Now, the musical has landed stateside, with the first East Coast production premiering for a two-week run in Frederick, Maryland, through the Fredericktowne Players theater company.
Cast in the starring role of Michael Dork is Jake Schwartz, a University of Maryland junior who brings to life the Star Trek-loving geek who fights off jocks and has a reputation as a slacker. Schwartz has previously been involved in this university’s productions such as The Visit at the Clarice Smith Performing Arts Center, but in his first production with the Fredericktowne Players, there’s an added weight to being the first representation of a character most people will see.

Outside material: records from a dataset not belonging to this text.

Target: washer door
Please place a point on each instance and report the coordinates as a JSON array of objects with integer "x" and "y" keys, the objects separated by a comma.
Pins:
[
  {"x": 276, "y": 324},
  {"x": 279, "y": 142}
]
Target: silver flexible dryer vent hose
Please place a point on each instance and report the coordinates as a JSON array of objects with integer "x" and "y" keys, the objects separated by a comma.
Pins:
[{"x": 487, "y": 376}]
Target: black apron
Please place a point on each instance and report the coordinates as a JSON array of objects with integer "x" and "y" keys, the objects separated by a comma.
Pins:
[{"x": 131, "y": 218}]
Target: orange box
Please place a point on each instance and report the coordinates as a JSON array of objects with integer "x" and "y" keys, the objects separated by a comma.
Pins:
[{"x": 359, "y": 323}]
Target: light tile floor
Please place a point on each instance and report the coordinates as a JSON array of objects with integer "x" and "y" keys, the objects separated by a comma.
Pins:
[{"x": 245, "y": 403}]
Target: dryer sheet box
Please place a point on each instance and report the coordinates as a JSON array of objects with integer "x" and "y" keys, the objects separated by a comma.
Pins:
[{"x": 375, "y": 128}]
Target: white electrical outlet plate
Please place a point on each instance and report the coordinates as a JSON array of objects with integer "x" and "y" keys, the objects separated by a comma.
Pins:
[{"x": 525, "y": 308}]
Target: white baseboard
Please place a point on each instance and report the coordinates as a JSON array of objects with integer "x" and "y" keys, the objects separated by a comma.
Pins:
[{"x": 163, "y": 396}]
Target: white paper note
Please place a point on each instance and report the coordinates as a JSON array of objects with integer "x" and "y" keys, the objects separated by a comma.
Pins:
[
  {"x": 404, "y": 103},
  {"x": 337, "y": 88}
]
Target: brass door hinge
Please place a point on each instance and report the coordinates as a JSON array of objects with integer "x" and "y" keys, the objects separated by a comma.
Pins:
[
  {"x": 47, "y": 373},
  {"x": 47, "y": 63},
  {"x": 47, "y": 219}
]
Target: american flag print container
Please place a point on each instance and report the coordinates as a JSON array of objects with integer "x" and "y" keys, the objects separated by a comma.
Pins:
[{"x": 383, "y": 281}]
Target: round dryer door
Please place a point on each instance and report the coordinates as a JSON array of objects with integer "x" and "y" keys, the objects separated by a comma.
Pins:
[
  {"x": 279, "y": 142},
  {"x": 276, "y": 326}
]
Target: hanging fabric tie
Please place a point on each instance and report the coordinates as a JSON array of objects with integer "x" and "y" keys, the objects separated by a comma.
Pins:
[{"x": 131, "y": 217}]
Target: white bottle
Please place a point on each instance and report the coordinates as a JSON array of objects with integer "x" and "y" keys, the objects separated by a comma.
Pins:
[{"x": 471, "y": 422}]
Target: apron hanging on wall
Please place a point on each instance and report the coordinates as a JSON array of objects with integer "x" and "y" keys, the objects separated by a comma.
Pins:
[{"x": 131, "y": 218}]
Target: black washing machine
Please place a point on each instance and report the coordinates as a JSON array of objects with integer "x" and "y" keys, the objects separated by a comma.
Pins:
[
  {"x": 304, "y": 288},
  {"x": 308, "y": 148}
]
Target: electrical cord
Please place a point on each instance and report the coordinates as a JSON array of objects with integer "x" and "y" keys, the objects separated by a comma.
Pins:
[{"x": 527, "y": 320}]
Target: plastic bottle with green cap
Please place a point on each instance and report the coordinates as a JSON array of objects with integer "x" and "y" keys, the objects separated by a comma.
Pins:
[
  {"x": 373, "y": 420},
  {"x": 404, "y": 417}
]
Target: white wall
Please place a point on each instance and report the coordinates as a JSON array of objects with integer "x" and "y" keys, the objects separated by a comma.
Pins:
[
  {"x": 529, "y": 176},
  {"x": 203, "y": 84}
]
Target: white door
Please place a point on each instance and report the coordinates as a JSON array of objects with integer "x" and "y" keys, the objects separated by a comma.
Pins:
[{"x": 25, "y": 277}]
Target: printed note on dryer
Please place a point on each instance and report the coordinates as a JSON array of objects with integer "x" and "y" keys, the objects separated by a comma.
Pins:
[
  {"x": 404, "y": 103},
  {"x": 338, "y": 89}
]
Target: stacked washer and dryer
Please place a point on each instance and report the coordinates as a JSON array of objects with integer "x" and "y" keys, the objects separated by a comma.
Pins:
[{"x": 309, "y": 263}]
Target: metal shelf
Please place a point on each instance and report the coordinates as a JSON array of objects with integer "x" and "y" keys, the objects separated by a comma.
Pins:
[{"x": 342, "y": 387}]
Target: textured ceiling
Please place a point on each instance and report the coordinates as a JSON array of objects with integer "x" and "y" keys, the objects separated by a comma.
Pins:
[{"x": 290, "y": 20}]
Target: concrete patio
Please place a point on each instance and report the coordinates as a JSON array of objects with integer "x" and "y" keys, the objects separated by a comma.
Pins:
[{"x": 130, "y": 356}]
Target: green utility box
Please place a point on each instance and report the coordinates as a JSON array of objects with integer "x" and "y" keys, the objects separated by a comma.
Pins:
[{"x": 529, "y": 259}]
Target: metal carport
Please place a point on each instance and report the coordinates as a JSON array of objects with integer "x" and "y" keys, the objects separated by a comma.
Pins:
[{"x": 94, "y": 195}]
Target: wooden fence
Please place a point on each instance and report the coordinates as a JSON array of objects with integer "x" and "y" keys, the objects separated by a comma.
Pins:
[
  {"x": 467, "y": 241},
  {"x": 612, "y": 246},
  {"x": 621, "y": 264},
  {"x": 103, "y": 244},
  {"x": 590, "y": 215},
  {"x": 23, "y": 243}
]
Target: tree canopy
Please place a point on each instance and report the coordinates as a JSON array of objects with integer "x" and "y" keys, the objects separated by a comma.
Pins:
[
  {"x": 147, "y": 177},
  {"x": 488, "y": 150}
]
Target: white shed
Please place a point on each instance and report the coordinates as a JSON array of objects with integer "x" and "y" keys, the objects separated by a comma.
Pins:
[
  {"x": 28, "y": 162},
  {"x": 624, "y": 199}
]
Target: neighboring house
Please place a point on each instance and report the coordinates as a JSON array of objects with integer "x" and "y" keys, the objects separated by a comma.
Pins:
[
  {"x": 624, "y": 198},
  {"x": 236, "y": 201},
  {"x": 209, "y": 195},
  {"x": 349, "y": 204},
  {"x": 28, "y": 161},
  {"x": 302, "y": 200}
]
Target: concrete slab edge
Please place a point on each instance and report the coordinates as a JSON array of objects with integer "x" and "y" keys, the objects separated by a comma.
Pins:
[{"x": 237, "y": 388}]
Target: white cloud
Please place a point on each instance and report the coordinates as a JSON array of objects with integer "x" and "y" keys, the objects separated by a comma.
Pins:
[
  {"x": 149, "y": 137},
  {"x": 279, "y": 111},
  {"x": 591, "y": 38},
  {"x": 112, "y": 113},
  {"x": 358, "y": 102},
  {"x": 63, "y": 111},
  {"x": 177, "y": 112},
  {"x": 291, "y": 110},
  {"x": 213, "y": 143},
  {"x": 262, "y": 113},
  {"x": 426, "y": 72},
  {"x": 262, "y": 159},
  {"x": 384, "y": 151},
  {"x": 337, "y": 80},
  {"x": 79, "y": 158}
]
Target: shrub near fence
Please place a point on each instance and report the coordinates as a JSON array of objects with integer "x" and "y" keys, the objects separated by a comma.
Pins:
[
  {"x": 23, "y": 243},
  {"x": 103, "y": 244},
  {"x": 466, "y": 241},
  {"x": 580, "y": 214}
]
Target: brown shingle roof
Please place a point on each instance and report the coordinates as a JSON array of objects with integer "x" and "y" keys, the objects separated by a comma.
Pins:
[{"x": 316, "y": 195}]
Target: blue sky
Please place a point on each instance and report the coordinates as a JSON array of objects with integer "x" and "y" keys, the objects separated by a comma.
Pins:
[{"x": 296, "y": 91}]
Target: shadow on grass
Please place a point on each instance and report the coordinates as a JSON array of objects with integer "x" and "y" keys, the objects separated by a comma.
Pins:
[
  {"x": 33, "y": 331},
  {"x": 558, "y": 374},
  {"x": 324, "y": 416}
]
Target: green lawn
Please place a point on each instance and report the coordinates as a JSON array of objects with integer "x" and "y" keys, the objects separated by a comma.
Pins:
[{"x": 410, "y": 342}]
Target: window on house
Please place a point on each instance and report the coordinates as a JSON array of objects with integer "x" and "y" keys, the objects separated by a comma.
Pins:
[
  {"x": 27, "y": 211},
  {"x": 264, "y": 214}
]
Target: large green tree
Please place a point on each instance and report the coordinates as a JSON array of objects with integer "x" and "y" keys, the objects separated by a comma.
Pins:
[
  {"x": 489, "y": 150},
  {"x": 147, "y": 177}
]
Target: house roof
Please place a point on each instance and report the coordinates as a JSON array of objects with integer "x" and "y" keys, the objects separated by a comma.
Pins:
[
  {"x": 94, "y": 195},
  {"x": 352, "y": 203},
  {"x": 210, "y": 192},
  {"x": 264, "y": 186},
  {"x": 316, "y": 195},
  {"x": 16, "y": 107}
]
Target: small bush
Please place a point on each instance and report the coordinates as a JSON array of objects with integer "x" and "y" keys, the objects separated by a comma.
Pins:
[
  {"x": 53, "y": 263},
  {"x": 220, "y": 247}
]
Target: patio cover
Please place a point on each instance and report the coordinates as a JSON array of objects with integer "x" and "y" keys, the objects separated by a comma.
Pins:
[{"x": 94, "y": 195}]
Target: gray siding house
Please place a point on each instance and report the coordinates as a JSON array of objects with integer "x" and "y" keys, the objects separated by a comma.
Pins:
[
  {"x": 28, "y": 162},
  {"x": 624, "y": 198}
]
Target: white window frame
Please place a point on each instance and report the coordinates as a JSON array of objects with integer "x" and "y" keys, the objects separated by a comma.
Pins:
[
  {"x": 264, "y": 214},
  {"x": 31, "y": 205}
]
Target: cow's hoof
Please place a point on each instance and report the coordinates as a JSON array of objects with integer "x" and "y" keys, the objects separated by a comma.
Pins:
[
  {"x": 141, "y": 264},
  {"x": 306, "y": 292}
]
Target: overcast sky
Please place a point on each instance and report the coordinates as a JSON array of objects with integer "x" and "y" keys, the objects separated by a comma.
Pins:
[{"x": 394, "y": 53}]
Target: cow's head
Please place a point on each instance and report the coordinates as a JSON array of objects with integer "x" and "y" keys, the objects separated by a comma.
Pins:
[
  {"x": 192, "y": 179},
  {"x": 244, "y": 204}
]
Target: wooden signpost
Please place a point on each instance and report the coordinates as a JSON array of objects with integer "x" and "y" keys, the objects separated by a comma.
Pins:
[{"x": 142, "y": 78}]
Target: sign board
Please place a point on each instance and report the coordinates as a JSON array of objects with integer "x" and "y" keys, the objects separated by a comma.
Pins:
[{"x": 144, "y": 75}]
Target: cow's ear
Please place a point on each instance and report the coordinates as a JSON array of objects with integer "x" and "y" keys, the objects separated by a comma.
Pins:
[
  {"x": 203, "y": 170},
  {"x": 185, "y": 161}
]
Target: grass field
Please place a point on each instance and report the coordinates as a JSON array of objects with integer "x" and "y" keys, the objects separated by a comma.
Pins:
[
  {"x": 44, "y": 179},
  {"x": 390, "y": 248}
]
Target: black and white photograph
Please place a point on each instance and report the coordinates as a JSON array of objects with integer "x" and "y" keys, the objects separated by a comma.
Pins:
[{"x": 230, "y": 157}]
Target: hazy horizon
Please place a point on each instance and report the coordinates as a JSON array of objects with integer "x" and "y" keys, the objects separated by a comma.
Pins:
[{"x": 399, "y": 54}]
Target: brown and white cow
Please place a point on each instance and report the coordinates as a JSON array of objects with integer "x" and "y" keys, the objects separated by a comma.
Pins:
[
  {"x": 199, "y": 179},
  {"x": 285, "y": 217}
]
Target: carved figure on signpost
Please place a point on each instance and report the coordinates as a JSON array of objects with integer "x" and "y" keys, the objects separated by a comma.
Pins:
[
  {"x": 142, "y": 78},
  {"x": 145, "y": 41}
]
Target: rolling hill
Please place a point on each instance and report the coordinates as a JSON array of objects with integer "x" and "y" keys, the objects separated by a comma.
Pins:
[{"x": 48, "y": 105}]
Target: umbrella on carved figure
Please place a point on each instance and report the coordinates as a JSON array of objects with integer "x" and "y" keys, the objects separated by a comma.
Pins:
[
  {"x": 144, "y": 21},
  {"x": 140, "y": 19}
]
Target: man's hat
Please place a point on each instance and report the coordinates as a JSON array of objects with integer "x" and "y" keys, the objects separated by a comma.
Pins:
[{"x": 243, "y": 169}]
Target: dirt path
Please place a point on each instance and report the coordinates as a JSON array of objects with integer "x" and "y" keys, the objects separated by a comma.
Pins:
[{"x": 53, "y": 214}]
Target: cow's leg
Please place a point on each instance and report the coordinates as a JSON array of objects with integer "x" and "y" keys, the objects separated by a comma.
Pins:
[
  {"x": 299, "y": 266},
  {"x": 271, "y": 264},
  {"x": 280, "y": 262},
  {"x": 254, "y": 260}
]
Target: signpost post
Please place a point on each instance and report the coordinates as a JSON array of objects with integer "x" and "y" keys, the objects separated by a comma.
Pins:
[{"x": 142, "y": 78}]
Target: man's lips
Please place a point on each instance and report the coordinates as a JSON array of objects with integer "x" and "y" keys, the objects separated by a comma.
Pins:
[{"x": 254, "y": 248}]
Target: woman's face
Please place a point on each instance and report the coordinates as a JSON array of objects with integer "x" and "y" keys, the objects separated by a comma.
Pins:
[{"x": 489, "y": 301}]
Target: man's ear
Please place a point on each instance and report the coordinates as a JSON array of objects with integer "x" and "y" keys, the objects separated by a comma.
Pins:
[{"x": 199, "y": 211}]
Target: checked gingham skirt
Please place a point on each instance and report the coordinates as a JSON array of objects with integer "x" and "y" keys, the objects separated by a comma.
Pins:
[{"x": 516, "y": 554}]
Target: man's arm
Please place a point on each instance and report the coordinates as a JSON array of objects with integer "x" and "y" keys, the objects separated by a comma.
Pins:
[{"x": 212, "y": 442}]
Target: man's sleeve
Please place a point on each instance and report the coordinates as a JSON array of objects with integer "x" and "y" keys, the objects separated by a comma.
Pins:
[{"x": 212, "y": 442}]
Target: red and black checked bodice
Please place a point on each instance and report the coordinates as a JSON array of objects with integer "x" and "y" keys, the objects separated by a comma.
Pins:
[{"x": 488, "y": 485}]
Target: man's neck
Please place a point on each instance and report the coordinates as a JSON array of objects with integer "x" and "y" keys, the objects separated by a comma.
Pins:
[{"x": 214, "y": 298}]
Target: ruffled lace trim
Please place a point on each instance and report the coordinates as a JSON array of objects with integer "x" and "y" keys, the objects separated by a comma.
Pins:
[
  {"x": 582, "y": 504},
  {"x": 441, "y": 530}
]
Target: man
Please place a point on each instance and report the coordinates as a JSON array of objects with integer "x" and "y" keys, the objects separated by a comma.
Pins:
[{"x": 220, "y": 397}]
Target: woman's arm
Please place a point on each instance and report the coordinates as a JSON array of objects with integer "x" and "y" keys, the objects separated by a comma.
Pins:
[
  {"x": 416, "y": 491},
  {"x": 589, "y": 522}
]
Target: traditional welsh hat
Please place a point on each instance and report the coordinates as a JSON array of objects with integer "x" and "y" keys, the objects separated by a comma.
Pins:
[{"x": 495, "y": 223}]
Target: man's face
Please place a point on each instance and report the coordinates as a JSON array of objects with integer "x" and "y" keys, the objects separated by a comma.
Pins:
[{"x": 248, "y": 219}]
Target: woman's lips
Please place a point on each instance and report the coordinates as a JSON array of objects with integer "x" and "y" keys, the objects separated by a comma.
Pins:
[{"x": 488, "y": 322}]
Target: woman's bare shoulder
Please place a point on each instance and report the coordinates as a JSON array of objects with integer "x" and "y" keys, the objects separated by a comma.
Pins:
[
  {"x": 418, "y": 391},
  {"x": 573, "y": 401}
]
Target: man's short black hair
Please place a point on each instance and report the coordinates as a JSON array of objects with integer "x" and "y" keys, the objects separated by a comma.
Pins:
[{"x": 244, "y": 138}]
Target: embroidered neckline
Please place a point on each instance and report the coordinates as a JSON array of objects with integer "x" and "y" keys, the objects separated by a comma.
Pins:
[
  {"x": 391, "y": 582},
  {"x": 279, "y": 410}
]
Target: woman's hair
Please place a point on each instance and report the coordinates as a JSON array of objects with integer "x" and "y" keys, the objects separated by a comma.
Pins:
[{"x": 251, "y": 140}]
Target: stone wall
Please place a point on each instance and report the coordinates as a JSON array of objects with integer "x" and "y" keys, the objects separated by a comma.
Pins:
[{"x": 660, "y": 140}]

“It’s a lot of pressure,” Schwartz said. “I feel like it’s on us as a cast to show what this musical brings to the table. I feel like we’ve really succeeded though.”
A high school love saga set in 1971, the story follows Dork as he navigates life as a nerd at the dawn of the computer age. He fights for respect among his peers and the love of fellow computer wiz, Holly Manson — all set to charmingly anachronistic early 2000s pop-punk music.
The musical was originally based off Welcome to Loserville, the only album released from short-lived British pop-punk band Son of Dork. The mastermind behind the album, lead singer James Bourne, was previously a member of fellow pop-punkers Busted. When Son of Dork folded in 2008, Bourne and musical partner Elliot Davis took the concept and fleshed out the story that would eventually become Loserville.
When Schwartz, a theatre major, nabbed his role in the show, he also took on constant trips to Frederick.
“It sucks, but it’s really worth it,” Schwartz said. “Sure, it’s a good amount of driving, but it’s the East Coast premiere. Not many people can say that they’d done that.”
And one of the more surreal moments for Schwartz came early in the run — he said a man he’d never met before came up to him after the Saturday matinee, saying he was friends with Leonard Nimoy, the original Spock in Star Trek.
With Star Trek being a big element of the show, Schwartz said it was really interesting to hear.
“After talking to him for a bit, he says to me ‘He would’ve really liked you, and you would have made him really proud today,’” Schwartz said. “If that isn’t doing the show justice I don’t know what is.”
Loserville has its final three performances this weekend at Frederick Community College, with Friday and Saturday shows at 8 p.m. and a Sunday matinee at 2 p.m. Tickets are $20.